Geboren am 27.3.1901 in der tiefsten Provinz von Oregon, heuerte Carl Barks nach ersten Gehversuchen als Cartoonzeichner 1935 bei den Disney-Trickfilm-Studios in Hollywood als Zeichner an. 1941 ging er dort wieder weg – die zunehmend fabrikmäßig industrielle Filmproduktion behagte ihm nicht. Nach einem gescheiterten Versuch, von einer Hühnerzucht zu leben, zeichnete er ab 1942 bis zu seiner Pensionierung im Jahr 1966 im Dienst der Western Publishing Disney-Comics, die in den Magazinen von Micky Maus und Donald Duck weltweit abgedruckt wurden. Im August 2000 starb Barks, hochbetagt und vielgeehrt.

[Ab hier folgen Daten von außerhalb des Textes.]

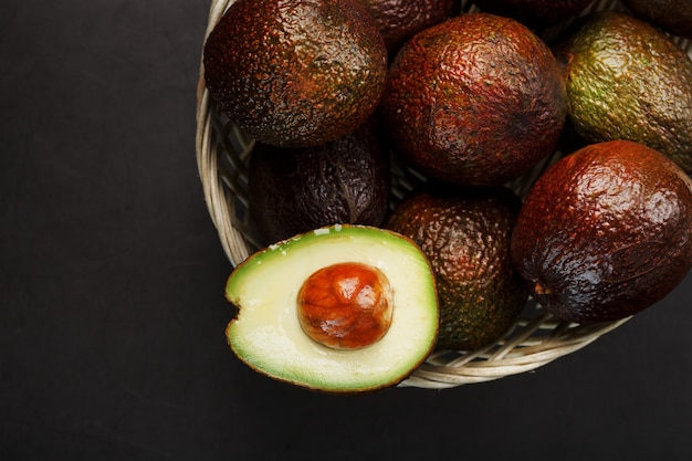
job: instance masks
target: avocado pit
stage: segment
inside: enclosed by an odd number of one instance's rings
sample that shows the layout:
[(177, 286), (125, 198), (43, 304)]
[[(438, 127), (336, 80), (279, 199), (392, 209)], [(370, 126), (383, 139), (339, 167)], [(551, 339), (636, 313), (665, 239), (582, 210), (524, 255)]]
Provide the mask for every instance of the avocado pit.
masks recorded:
[(335, 349), (377, 343), (391, 325), (392, 289), (377, 268), (333, 264), (305, 280), (297, 295), (301, 327), (313, 340)]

Carl Barks hat uns ohne Zweifel bleibende Eindrücke hinterlassen. Das Disney-Universum wäre ohne ihn weit karger und viel weniger charmant, als wir es kennen. Er war es, der Entenhausen erst Leben eingehaucht und ihm unverwechselbare Charaktere geschenkt hat. Es war der Witz und der Geist von Barks, der aus der Klamauk-Staffage der Disney'schen Trickfilmfiguren den in sich abgeschlossenen und vollständigen Kosmos von Entenhausen geschaffen hat, mit dem wir wie selbstverständlich aufgewachsen sind. Das ist keine kleine Leistung.

Handwerklich ragt Carl Barks weit über die Masse von Disneys Lohnschreibern und -zeichnern heraus. Ihm ging es in erster Linie darum, seine Leser mit abenteuerlichen und pfiffigen Geschichten zu unterhalten. Dabei hat ihm sein exaktes Gespür für Timing, Pointen und Visualisierung geholfen, den Leser zu fesseln und die Grenzen des Möglichen einer Disney-Story immer wieder zu suchen, zu finden und anzutasten.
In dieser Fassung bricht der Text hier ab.